On July 8, KPJ said it had fulfilled all conditions precedent of the sale and purchase agreements related to its proposed sale and leaseback, as well as lease renewal.
The sales and leaseback agreement for the new wings of KPJ Ampang Puteri and KPJ Penang for RM241mil cash.
Maybank IB Research said KPJ has historically injected assets into its 34%-owned associate Al-Aqar Healthcare REIT to unlock asset value while retaining operational control via leasebacks.

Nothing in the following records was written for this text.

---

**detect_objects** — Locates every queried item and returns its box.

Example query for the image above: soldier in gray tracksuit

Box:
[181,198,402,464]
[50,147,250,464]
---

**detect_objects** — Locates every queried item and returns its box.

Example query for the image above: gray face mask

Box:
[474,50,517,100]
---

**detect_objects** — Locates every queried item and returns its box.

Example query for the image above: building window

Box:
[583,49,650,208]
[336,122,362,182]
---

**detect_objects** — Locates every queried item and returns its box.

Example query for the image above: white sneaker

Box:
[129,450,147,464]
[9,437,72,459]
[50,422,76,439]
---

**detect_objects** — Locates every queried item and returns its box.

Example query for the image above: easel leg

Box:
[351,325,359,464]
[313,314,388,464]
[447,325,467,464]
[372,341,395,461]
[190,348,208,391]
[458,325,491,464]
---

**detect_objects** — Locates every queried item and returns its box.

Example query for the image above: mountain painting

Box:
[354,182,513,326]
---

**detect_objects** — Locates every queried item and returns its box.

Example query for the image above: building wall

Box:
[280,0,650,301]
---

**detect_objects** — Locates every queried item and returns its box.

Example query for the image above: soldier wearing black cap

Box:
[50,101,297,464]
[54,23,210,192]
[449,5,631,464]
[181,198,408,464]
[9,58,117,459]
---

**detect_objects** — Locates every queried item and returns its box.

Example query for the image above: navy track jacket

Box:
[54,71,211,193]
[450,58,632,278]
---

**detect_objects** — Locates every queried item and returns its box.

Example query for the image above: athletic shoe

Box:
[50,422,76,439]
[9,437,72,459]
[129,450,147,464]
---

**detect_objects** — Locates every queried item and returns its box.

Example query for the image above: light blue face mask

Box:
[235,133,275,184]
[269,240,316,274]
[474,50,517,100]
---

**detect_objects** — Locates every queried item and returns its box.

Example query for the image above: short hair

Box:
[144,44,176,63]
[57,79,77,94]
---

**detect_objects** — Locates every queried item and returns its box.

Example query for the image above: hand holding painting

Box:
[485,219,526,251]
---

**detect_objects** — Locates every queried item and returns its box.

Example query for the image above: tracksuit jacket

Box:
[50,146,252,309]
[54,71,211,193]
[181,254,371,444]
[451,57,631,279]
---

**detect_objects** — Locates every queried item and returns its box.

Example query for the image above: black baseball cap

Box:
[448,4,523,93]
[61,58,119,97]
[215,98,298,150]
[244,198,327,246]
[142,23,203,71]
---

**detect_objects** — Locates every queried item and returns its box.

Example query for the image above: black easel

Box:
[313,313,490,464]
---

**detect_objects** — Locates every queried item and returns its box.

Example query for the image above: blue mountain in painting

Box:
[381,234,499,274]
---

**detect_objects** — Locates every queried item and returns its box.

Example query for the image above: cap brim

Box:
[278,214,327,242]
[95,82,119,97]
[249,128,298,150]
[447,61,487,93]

It said apart from the injection of these new hospital wings, the resolution also includes lease renewals on existing leaseback properties with Al-Aqar for KPJ Penang, KPJ Seremban, Taiping Medical Centre, KPJ Healthcare University and KPJ Healthcare College Penang,
The research house maintained its FY25 to FY27 ebitda margin forecast of 24% as it leaves earnings estimates unchanged on potential impact of 8% sales and service tax (SST) on leases, pending clarity on possible business-to-business exemption.
It has, however, trimmed FY25 to FY27 earnings by 2%, 4% and 4%, respectively.
The research house is 'neutral' on the SST expansion of 6% on foreign patients, and 8% on leased assets. 'For the latter, we believe there is a possibility for KPJ to be eligible for exemptions,' it said.